One can control the task execution with `concurrent.futures.Executor` class:
```python
from concurrent.futures import ProcessPoolExecutor, ThreadPoolExecutor

class MyTask(Task):
    ...

with Cache('./cache'):
    # Limit the number of parallel workers
    MyTask().run_graph(executor=ProcessPoolExecutor(max_workers=2))
    
    # Thread-based parallelism
    MyTask().run_graph(executor=ThreadPoolExecutor())
```

One can also control the concurrency at a task level:
```python
class TaskUsingGPU(Task):
    task_channel = 'gpu'
    ...

class AnotherTask(Task):
    task_channel = ['gpu', 'memory']
    ...

with Cache('./cache'):
    SomeDownstreamTask().run_graph(rate_limits={TaskUsingGPU.task_name: 1})  # Execute one at a time
```

### Task Channels

Task prefixes and concurrency limits can be also specified via task channels, which is useful for controlling the computation resource of multiple tasks at once.
```python
class TaskUsingGPU(Task):
    task_channel = 'gpu'
    ...

class AnotherTaskUsingGPU(Task):
    task_channel = ['gpu', 'memory']
    ...

with Cache('./cache'):
    # Channel-level concurrency control
    SomeDownstreamTask().run_graph(
        rate_limits={'gpu': 1, 'memory': 2},
        prefixes={'gpu': 'jbsub -wait -queue x86_1h -cores 16+1 -mem 64g'}
    ) 

```


### Built-in properties/methods
Below is the list of the built-in properties/methods of `Task`. Do not override these attributes in the subclass.

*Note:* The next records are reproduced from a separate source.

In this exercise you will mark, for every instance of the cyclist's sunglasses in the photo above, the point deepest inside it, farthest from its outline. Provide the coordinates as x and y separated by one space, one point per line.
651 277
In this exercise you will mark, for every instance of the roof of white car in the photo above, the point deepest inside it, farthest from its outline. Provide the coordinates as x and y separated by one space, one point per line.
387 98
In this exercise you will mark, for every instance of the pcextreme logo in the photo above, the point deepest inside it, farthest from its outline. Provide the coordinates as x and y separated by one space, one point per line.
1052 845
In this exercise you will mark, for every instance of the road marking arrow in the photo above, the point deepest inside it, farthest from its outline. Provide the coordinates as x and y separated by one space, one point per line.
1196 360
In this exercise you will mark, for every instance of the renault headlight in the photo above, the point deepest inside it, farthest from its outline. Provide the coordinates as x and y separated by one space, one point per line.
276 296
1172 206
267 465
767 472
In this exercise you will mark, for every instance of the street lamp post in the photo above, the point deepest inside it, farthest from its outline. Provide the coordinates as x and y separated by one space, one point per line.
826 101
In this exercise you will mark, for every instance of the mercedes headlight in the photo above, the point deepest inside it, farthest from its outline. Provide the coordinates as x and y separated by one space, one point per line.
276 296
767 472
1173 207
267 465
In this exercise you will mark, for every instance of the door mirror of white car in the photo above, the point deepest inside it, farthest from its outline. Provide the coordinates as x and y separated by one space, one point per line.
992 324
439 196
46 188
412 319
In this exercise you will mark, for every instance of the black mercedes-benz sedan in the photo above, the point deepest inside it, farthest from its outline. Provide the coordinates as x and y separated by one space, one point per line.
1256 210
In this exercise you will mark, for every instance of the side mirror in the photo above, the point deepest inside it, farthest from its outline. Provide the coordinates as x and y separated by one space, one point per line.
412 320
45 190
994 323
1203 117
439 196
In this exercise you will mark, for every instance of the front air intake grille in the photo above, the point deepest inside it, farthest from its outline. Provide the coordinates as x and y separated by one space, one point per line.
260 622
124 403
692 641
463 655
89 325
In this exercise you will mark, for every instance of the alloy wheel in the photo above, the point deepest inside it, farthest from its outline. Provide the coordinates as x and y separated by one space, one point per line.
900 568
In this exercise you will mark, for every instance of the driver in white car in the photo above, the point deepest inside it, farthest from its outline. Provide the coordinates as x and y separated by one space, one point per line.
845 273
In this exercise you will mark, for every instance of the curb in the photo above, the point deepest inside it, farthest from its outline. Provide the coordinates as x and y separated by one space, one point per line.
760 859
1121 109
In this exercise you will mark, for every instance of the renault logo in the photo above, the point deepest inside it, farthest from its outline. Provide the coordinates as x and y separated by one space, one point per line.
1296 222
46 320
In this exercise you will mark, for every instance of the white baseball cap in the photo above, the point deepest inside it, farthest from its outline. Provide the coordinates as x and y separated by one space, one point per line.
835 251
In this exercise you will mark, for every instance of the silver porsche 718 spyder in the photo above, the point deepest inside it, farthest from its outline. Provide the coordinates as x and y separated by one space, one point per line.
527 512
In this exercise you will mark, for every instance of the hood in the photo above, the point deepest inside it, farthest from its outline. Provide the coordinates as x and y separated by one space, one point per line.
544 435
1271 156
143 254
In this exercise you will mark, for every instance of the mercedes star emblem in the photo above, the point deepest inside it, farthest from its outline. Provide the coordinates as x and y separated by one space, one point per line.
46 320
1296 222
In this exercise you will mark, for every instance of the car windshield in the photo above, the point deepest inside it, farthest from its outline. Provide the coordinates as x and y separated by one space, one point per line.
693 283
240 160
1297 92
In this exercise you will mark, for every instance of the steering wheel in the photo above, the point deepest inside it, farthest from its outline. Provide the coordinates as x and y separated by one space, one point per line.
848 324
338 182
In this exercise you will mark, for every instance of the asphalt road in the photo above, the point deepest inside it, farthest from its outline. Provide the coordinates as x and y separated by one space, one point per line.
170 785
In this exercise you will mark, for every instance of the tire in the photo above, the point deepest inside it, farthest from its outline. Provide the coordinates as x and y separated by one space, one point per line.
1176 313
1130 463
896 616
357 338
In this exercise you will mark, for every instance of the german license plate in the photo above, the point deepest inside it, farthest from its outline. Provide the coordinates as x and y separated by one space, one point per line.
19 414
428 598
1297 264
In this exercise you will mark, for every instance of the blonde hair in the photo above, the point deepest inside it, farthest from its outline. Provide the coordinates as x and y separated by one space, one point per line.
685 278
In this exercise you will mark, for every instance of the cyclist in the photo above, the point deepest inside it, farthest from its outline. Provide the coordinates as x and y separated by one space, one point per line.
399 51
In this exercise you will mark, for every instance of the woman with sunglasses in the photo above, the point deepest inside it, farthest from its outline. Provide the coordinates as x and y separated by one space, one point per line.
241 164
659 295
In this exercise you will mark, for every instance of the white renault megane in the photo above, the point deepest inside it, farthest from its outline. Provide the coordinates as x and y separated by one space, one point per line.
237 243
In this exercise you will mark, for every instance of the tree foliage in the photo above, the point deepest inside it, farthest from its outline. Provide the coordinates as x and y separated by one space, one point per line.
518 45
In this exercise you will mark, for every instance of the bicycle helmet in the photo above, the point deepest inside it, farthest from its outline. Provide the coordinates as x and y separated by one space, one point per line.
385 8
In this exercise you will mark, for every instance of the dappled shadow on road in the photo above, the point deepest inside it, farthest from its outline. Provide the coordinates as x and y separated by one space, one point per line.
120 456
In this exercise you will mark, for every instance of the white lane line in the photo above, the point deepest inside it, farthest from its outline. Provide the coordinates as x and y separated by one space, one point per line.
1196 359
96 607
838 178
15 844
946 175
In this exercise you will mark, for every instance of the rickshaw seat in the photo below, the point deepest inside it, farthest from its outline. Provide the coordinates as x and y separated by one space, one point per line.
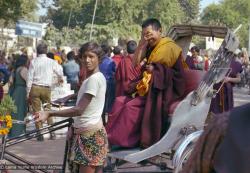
192 79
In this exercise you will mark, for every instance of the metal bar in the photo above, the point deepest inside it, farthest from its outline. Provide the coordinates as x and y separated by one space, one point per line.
13 161
69 121
25 138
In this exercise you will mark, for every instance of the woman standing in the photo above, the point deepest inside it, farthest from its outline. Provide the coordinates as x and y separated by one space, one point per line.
19 94
88 145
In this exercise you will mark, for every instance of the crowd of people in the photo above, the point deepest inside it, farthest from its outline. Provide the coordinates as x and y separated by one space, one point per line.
131 89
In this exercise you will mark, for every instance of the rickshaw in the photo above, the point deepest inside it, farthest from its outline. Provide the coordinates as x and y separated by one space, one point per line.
188 115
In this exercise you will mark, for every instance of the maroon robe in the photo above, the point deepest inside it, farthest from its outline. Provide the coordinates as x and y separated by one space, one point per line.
125 74
141 120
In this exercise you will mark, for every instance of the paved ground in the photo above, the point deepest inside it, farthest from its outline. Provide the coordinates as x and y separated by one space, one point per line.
52 151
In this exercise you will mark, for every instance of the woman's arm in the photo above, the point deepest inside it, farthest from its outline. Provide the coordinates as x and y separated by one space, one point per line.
72 112
24 73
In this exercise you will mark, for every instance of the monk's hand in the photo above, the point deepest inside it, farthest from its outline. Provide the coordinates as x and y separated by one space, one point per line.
41 116
150 68
143 42
227 79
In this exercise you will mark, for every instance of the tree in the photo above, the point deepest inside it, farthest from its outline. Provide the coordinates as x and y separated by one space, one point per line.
116 18
12 10
230 13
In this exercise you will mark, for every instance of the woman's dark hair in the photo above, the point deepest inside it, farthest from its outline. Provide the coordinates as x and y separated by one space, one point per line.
50 55
117 50
71 55
195 48
42 48
106 48
131 46
91 47
21 61
155 23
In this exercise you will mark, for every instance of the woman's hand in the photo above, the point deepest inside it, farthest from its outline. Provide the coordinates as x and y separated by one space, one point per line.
150 68
41 116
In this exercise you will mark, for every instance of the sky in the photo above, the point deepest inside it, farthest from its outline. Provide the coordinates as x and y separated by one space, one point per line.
203 4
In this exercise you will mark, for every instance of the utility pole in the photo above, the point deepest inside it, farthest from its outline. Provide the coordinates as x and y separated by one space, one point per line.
249 39
70 14
93 19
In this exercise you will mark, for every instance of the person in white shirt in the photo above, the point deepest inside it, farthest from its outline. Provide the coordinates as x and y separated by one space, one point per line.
88 144
39 82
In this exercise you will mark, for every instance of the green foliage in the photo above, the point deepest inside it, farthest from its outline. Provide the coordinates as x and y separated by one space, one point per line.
7 106
114 18
12 10
230 13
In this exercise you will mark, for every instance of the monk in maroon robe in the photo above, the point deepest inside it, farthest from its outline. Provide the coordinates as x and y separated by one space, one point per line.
126 72
141 120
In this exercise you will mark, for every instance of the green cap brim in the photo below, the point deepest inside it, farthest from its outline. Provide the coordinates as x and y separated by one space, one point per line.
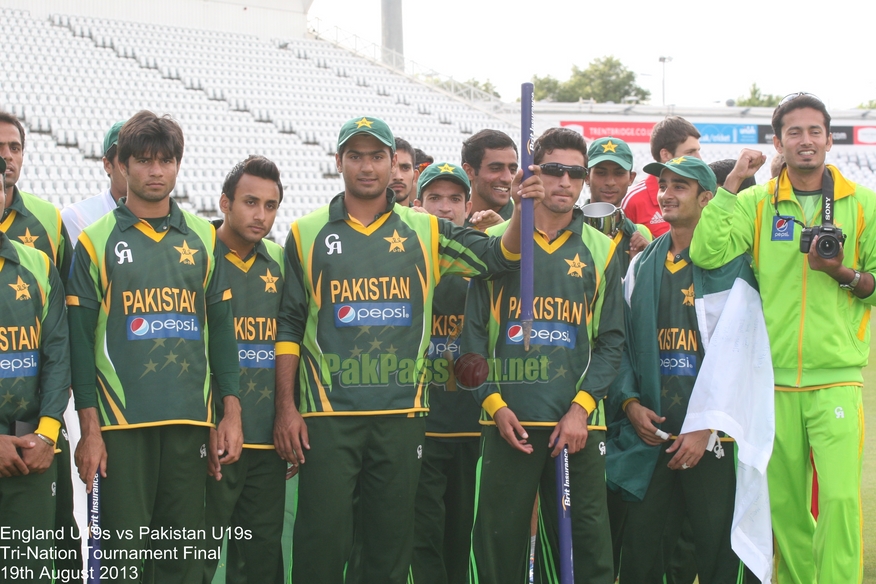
625 164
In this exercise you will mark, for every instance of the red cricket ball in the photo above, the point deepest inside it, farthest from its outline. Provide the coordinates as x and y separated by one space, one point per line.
471 370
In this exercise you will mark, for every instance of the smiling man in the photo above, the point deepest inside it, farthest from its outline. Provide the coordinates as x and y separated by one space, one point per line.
555 395
818 317
404 173
445 493
489 158
352 332
665 353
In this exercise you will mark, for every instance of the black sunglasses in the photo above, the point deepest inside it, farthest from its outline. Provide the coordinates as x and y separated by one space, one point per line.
556 169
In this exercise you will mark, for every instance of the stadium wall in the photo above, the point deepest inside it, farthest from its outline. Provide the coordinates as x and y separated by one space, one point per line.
262 18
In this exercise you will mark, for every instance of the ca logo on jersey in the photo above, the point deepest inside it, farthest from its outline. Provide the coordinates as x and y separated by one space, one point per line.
333 244
123 252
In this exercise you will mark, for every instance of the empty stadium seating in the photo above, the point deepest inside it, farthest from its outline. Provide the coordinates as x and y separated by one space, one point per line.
234 95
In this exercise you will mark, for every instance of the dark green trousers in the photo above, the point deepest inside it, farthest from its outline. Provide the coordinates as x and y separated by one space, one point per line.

| Name | Owner | Type | Description |
|--|--|--|--|
| `task_name`            | class    | property | String id of the task class |
| `task_id`              | instance | property | Integer id of the task, unique within the same task class  |
| `task_args`            | instance | property | The arguments of the task in JSON |
| `task_directory`       | instance | property | Path to the data directory of the task |
| `task_stdout`          | instance | property | Path to the task's stdout |
| `task_stderr`          | instance | property | Path to the task's stderr |
| `run_task`             | instance | method   | Run the task |
| `run_graph`            | instance | method   | Run the task after necessary upstream tasks and save the results in the cache |
| `get_result`           | instance | method   | Get the result of the task (fails if the result is missing) |
| `to_json`              | instance | method   | Serialize itself as a JSON dictionary |
| `clear_task`           | instance | method   | Clear the cache of the task instance |
| `clear_all_tasks`      | class    | method   | Clear the cache of the task class |
| `cli`                  | class    | method   | `run_graph` with command line arguments |

## TODO
- Potential bug
    - Current task argument serialization is not ideal since JSON is mapping two different values into the same text representation (e.g., tuple and list). Consider using consistency check `x == json.loads(json.dumps(x))`, or redesign the format.
- Better UX
    - Add the signature of task to the description to `--kwargs` of CLI.
    - Runtime validation of task arguments with type hint.
    - Add option to not cache result (need to address timestamp peeking and value passing).
- Simplify
    - Drop the support of ThreadPoolExecutor.
- Optional
    - Simple task graph visualizer.
    - Pydantic/dataclass support in task arguments (as an incompatible, but better-UX object with TypedDict).